Bir şahsın Allah'dan aldığı en büyük şeref, O'nun insanlığa elçisi olarak görevlendirilmek ve O'nun yüce vahyini almaktır. Bu, Hz. Muhammed (s.a.v.)'e sâdece verilmekle kalmadı, aynı zamanda ona müstesnâ şekilde Allah'ın en son elçisi ve peygamberi olarak verildi. Gerçekten de, Allah'ın izzeti (Kutsal kitapların vahyi), tüm peygamberlerin sonuncusu (Ahzâb/40) olduğu için Hz. Muhammed'den sonra başka hiçbir peygambere verilmedi ve verilmeyecektir. Zaten Hz. Muhammed'in gönderilişi ve Kur'an'ın ona vahyedilişi yaklaşık 1400 yıl önceydi. Ve hâlâ da biz, Hz. İbrâhim, Mûsâ, İsâ ve Muhammed gibi şahsiyetlerle kıyaslanacak şekilde büyük ve beşeriyet üzerinde tesirli bir hakîkî peygamberi duymuş değiliz. Kur'an'dan sonra insanlığı bu derece etkileyen başka bir kutsal kitaptan da haberimiz olmadı.

g) "Rabbe yeni bir ilâhî, ve yeryüzünün ucundan onun hamdini terennüm edin! (onu tesbih edin)" (İşaya:42/10)

Yeni bir ilâhî, İsrâiloğullarının kitaplarındakinden başka bir dildeki yeni bir Kutsal Kitaba îmâ olabilir. Böyle bir yorum, (İsrâiloğulları dahil) insanlara "başka lisanda" konuşacak olan birisinin çok açık olarak zikredilmesiyle (İşaya/28:11) uyumlu görünüyor.

Bu açıklama, "yeryüzünün ucundan" Rabb'in medhini anlatan yukarıdaki âyetin ikinci yarısına oldukça münâsib düşüyor. Biz bu haberi, sâdece İslâm sözkonusu olduğunda, şaşırtıcı kesinlikte gerçekleşmiş buluyoruz. Dünyanın her ucunda, Allah'ın ve O'nun son elçisi Hz. Muhammed (s.a.v.)'in senâsı, yüz binler belki de milyonlarca cami minâresinden hergün beş kez terennüm edilmektedir. İlâveten, Allah'ın ve Hz. Muhammed'in milyonlarca mü'min tarafından sıksık övülmesi, günlük esaslar üzerine yapılır. O aynı zamanda, Hz. İbrâhim ile âilesinin ve Hz. Muhammed ile âilesinin medhini içeren 5 vakit farz namazın da bir parçasıdır. Bu, es-Salâtü'l-İbrâhimiyye diye bilinir.
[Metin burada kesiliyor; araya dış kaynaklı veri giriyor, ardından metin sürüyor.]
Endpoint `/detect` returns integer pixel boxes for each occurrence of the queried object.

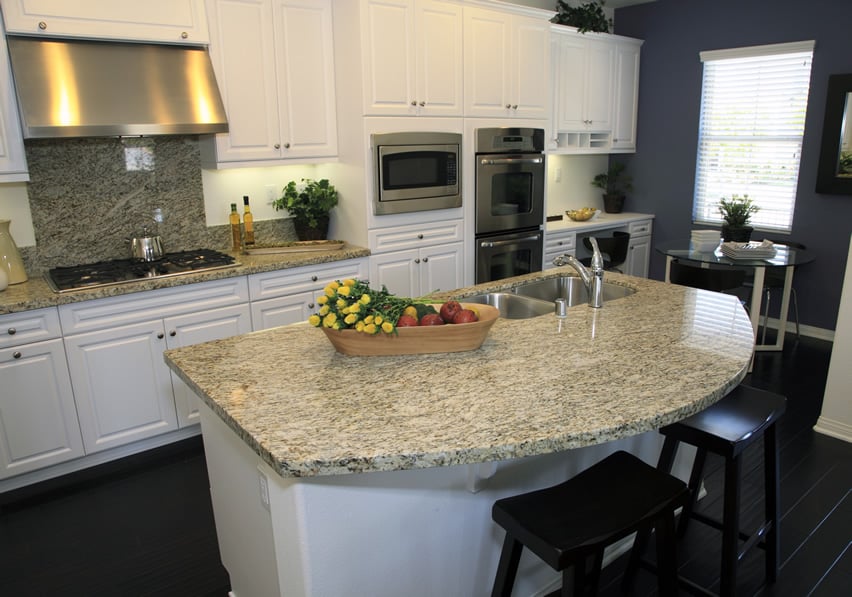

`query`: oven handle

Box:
[479,156,544,166]
[480,233,542,248]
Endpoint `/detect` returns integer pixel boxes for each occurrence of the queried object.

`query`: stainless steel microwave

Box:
[371,131,462,215]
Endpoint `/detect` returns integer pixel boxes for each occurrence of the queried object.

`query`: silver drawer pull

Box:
[13,351,22,359]
[7,327,16,335]
[481,234,541,248]
[480,157,543,166]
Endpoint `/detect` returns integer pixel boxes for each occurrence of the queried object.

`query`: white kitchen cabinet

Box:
[553,29,614,134]
[249,258,368,329]
[361,0,463,116]
[543,229,576,270]
[463,5,550,120]
[611,38,642,152]
[201,0,337,167]
[368,220,463,296]
[0,308,83,479]
[624,218,652,277]
[0,0,209,43]
[61,278,250,453]
[0,15,28,181]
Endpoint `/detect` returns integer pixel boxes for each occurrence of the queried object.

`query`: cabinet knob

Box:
[417,234,424,239]
[157,332,164,339]
[414,258,421,264]
[308,303,315,309]
[6,327,16,335]
[38,21,47,30]
[311,275,318,282]
[13,351,22,359]
[169,330,177,337]
[422,257,429,263]
[411,100,418,106]
[181,31,188,39]
[505,104,512,109]
[557,241,563,246]
[284,142,291,149]
[419,101,426,107]
[511,105,518,110]
[274,143,281,149]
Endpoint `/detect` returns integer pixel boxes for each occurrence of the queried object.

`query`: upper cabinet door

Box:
[554,32,614,132]
[611,39,642,152]
[202,0,338,166]
[361,0,462,116]
[0,18,28,181]
[0,0,210,43]
[464,6,549,119]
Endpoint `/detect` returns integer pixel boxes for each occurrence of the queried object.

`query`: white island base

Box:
[199,402,693,597]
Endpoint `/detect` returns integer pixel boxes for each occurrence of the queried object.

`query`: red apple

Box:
[439,301,463,323]
[451,309,479,324]
[419,313,446,326]
[396,314,419,327]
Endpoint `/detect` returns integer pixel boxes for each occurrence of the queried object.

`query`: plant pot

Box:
[294,216,329,241]
[602,194,625,214]
[721,225,753,242]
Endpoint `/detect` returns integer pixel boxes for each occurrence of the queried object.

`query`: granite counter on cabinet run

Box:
[161,269,754,597]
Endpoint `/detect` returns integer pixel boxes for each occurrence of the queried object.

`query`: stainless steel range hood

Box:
[6,36,228,138]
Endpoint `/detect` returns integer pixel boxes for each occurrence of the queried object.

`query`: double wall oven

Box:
[474,127,545,284]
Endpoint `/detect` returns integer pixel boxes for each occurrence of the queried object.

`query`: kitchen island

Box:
[164,269,754,596]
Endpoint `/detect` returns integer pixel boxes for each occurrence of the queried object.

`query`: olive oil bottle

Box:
[242,196,255,246]
[229,203,242,251]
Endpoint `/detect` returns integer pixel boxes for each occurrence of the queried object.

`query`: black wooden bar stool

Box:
[623,385,786,596]
[490,450,689,596]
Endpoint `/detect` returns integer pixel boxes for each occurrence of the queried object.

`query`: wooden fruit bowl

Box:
[321,303,499,356]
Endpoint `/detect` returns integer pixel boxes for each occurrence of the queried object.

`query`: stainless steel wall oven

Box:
[474,127,545,283]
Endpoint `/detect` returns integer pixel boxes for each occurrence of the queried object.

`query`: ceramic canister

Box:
[0,219,28,284]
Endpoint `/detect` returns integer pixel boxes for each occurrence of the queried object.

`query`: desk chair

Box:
[669,260,746,293]
[580,231,630,272]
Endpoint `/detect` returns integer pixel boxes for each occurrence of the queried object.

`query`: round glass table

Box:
[656,240,814,351]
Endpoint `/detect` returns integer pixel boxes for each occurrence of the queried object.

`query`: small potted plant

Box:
[273,178,338,241]
[551,0,612,33]
[718,194,759,242]
[592,162,633,213]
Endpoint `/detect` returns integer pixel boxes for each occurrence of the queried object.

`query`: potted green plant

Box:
[273,178,338,241]
[592,162,632,213]
[551,0,612,33]
[718,194,759,242]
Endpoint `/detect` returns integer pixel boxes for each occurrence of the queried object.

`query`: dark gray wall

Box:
[614,0,852,331]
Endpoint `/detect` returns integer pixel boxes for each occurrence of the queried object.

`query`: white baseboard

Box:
[813,417,852,443]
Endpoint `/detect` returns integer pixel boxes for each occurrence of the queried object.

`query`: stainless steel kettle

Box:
[129,235,164,261]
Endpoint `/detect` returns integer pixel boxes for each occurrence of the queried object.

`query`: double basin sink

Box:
[460,275,635,319]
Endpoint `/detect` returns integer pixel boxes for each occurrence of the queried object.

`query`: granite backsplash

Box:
[19,135,296,273]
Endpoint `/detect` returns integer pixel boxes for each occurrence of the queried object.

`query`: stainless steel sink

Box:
[513,276,635,305]
[462,292,555,319]
[461,276,635,319]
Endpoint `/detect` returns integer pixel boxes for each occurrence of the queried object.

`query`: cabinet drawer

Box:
[59,277,249,335]
[248,258,367,301]
[0,307,62,348]
[369,220,463,253]
[545,232,576,252]
[628,219,652,237]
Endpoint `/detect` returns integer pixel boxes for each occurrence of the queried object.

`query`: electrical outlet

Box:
[265,184,277,203]
[258,470,270,511]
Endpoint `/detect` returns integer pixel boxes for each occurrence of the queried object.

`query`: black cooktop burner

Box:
[46,249,239,293]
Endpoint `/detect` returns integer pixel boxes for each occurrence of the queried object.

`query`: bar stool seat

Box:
[491,450,688,596]
[624,385,786,596]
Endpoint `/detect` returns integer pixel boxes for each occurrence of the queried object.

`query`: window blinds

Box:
[693,41,815,232]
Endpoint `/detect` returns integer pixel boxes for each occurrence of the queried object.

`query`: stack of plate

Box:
[691,230,721,252]
[720,241,777,259]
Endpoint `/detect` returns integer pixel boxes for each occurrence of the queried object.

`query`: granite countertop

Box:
[164,269,755,479]
[0,244,371,315]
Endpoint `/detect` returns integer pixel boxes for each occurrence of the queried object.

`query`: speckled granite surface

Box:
[164,269,755,479]
[0,245,370,315]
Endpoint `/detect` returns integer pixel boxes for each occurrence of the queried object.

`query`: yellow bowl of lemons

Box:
[565,208,598,221]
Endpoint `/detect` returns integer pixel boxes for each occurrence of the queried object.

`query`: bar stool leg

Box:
[655,513,679,597]
[764,426,780,583]
[678,449,708,539]
[720,456,742,597]
[492,534,523,597]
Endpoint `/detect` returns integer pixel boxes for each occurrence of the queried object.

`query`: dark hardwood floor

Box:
[0,333,848,596]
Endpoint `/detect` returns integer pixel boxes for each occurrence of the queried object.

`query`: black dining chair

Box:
[668,260,747,293]
[580,231,630,272]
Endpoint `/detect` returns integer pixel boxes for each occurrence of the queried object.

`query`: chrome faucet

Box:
[553,237,605,308]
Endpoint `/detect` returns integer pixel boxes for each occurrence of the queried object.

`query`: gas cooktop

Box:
[46,249,240,293]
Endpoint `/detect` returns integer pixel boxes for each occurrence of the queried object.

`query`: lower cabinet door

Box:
[0,339,84,479]
[165,304,252,427]
[420,242,464,295]
[64,320,179,454]
[626,235,651,278]
[369,249,420,297]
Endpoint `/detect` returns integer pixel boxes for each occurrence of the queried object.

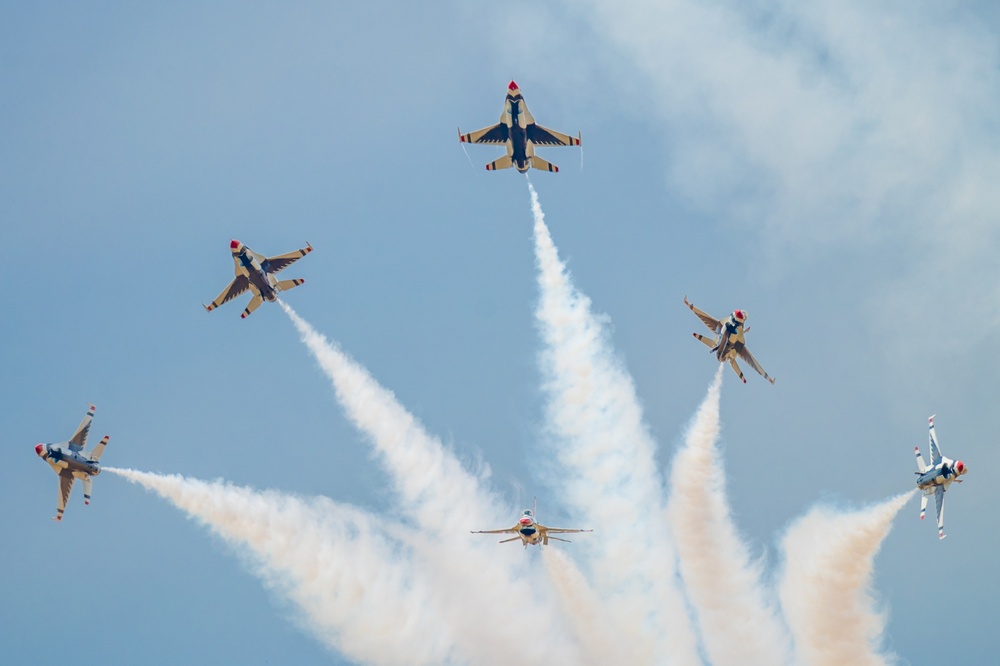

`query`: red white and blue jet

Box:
[459,81,581,173]
[915,415,968,540]
[203,239,312,318]
[471,499,591,548]
[34,404,109,521]
[683,296,775,385]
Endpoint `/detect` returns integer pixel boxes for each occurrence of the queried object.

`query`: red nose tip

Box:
[230,239,240,250]
[508,80,518,90]
[520,517,532,525]
[35,444,44,456]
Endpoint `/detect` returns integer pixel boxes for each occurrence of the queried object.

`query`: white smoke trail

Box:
[541,548,619,666]
[667,366,791,665]
[278,302,581,664]
[279,301,495,526]
[528,179,701,665]
[105,467,457,666]
[778,491,914,666]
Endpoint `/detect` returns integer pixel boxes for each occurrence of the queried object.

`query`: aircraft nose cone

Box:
[508,80,518,90]
[519,517,532,525]
[230,239,241,250]
[35,443,44,456]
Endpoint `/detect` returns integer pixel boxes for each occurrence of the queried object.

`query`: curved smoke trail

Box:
[528,179,701,665]
[667,366,791,665]
[105,467,457,666]
[778,491,914,666]
[278,302,581,664]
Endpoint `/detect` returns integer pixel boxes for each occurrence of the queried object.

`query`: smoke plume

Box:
[105,467,457,666]
[778,491,914,666]
[668,366,791,665]
[529,179,701,665]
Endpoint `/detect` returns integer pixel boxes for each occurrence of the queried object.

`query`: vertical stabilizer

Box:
[89,435,109,462]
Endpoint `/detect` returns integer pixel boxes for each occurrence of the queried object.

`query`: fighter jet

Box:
[34,404,109,521]
[471,499,592,547]
[683,296,776,385]
[458,81,581,173]
[915,415,968,540]
[203,239,312,318]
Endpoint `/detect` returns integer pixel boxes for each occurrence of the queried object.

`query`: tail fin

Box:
[530,155,559,172]
[276,278,305,293]
[241,295,264,319]
[914,446,928,473]
[82,476,93,505]
[486,156,513,171]
[89,435,109,462]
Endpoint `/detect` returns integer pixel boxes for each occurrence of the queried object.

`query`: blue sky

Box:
[3,2,998,664]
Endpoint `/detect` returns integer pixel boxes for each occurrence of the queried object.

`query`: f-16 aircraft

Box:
[458,81,581,173]
[683,296,776,385]
[915,415,968,540]
[203,239,312,318]
[34,404,109,521]
[471,499,592,547]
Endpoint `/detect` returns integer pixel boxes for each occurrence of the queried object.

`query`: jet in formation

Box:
[915,415,968,540]
[683,296,776,385]
[204,239,312,318]
[459,81,581,173]
[34,404,109,521]
[471,500,592,547]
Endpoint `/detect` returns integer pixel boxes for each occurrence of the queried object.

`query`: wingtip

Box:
[203,303,214,312]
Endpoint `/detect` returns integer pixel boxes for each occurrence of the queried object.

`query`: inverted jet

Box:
[459,81,581,173]
[204,239,312,318]
[684,296,775,384]
[471,499,591,548]
[34,404,109,521]
[915,415,968,540]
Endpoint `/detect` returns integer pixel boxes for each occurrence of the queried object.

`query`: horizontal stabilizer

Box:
[276,278,305,292]
[486,156,513,171]
[89,435,109,462]
[241,295,264,319]
[914,446,927,473]
[530,155,559,173]
[82,476,93,505]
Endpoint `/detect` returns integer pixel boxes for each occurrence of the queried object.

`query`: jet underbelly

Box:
[248,271,276,301]
[510,126,529,170]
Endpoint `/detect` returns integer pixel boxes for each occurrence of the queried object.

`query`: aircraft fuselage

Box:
[517,523,541,545]
[503,95,532,173]
[38,444,100,477]
[236,249,279,302]
[916,458,960,492]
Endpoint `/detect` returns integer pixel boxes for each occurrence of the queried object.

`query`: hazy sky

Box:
[3,2,998,664]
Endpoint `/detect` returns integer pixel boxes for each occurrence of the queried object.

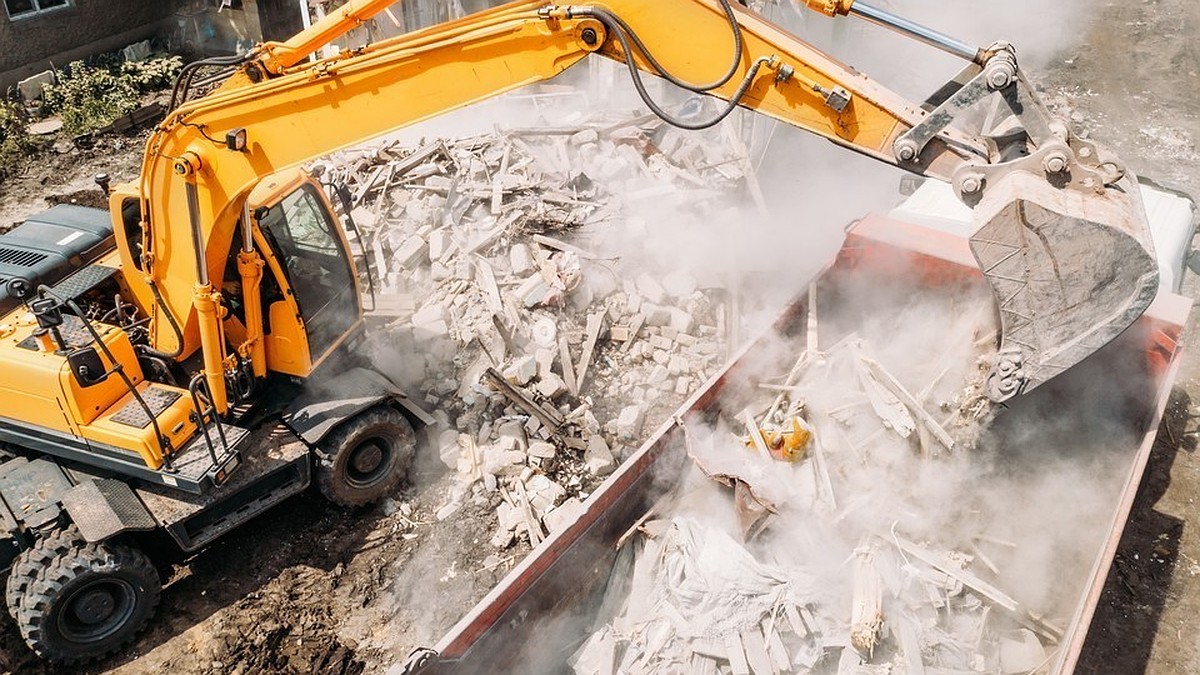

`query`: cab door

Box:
[257,184,361,365]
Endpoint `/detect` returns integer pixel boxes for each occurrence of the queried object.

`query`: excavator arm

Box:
[122,0,1157,413]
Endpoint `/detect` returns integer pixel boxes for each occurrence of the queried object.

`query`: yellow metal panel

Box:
[0,312,80,435]
[80,382,198,470]
[58,324,145,427]
[265,300,311,376]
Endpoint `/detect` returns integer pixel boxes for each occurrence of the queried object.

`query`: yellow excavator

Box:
[0,0,1158,663]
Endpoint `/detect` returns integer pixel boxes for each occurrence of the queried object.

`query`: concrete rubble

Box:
[570,300,1064,675]
[318,111,758,549]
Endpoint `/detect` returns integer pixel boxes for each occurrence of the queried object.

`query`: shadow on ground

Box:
[1076,387,1194,674]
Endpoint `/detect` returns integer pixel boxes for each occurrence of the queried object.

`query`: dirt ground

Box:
[0,1,1198,673]
[1048,1,1200,673]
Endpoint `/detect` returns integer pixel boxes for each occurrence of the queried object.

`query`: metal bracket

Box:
[61,479,157,543]
[893,45,1065,169]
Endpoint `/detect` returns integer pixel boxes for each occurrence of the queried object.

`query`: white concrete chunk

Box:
[635,273,667,304]
[584,435,615,476]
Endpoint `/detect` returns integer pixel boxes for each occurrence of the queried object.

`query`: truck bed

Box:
[415,215,1191,674]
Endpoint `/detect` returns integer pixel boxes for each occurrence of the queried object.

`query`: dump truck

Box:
[405,182,1195,674]
[0,0,1174,664]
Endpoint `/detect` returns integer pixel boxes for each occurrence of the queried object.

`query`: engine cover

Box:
[0,204,114,315]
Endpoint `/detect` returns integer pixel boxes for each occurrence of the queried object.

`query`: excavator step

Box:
[136,423,311,551]
[110,387,182,428]
[164,423,253,488]
[15,313,94,351]
[49,263,118,301]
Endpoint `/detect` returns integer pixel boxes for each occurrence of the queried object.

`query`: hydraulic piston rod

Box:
[847,2,984,64]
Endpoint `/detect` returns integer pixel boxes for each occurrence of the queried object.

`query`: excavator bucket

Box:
[969,170,1159,402]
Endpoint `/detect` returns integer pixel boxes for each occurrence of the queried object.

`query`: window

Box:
[4,0,69,20]
[259,185,358,358]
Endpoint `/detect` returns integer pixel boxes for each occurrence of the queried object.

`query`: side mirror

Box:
[67,347,108,387]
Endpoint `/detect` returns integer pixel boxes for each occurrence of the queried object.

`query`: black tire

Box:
[316,406,415,507]
[6,527,86,621]
[14,530,160,665]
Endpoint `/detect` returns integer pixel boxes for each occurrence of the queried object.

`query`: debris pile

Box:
[322,112,761,547]
[570,286,1085,675]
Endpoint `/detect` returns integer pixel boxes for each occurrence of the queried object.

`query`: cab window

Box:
[258,186,358,358]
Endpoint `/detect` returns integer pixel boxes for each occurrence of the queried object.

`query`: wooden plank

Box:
[621,313,646,353]
[352,164,388,207]
[531,233,599,259]
[575,309,606,392]
[741,409,771,458]
[473,256,503,313]
[894,535,1063,642]
[691,653,720,675]
[723,631,751,675]
[850,547,883,655]
[762,349,810,424]
[393,140,446,176]
[491,142,511,215]
[511,479,544,546]
[764,624,790,673]
[739,627,774,675]
[809,433,837,511]
[383,6,402,28]
[690,638,727,661]
[861,357,957,453]
[482,367,564,431]
[558,334,579,396]
[783,603,807,639]
[896,614,927,675]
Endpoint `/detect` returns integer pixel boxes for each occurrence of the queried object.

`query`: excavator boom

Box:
[131,0,1156,408]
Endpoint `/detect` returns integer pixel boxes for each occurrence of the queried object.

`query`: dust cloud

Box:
[554,258,1154,673]
[467,2,1141,671]
[360,1,1121,670]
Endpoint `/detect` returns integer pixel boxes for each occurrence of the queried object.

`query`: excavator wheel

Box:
[11,526,160,665]
[6,526,86,622]
[316,406,415,507]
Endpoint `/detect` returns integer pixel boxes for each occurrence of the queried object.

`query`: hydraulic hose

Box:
[168,54,252,111]
[574,0,766,130]
[137,278,186,360]
[574,0,744,93]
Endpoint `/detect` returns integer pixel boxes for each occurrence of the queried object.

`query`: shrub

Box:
[43,56,183,136]
[0,100,36,177]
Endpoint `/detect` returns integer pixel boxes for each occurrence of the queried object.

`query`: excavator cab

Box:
[224,170,365,378]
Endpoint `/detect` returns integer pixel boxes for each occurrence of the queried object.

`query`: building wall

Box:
[0,0,178,91]
[256,0,303,42]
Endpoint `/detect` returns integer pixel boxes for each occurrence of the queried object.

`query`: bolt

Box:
[1044,152,1069,174]
[961,176,983,194]
[895,141,918,162]
[580,27,598,46]
[983,57,1016,90]
[1079,146,1093,159]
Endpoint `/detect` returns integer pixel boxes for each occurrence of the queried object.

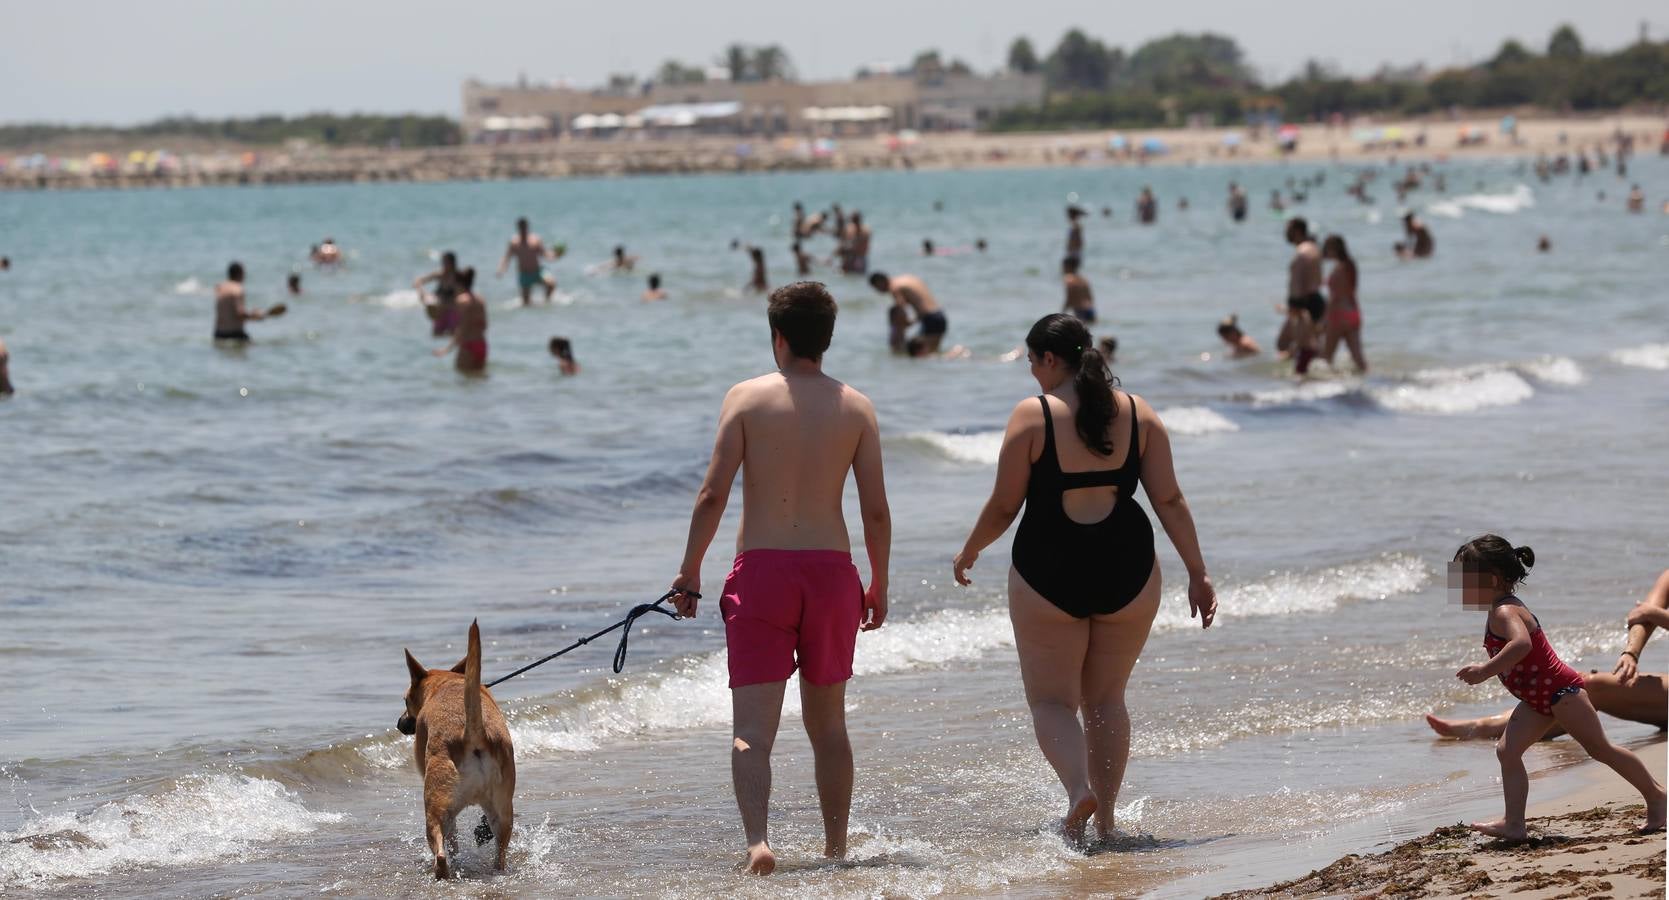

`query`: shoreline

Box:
[1172,731,1667,899]
[1,113,1660,192]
Gelen bu zât Araplarla, özellikle de (Mekke ve civârında yerleşen) Hz. İsmâil'in soyuyla irtibatlıdır. İşaya'nın 42. bâbının 11. âyeti, "o peygamber"in kimliği hakkında kesinlikle hiçbir şüphe bırakmıyor:

h) "Çöl ve onun şehirleri, Kedar'ın oturduğu köyler seslerini yükseltsinler; kayalıkta oturanlar terennüm etsinler, dağların tepesinden bağırsınlar.". (İşaya:42/11)

Tekvin Kitabı'na göre Kedar, İsmâil'in ikinci oğluydu (Tekvin/25:13). Hz. İsmâil soyundan gelen en tanınmış peygamber Hz. Muhammeddir. Onun, liderleri ya da güç sâhibi insanlarca kandırılan (kendi kabîlesine mensup) düşmanları, en sonunda İslâm'ı kucakladılar ve İslâm tarafından kucaklandılar. Gerçekten de onların "seslerini yükseltmek", Rabb'in hamdini "terennüm etmek" ve "dağların tepesinden bağırmak" için nedenleri vardı. Bu muhtemelen şu nidâya işârettir:

"İşte Yârabbî senin emrine âmâdeyiz, sana ibâdete geldik (Lebbeyk Allâhümme Lebbeyk...). Senin şerîkin de yoktur. Muhakkak ki hamd, nîmetler ve hâkimiyyet senindir. Senin hiçbir şerîkin yoktur."

Bu yakarış, yılda bir kez dünyanın her tarafından gelen yığınlarla müslüman tarafından Hacc'ın bir rüknü olarak Arafat Dağı'ndan yapılır.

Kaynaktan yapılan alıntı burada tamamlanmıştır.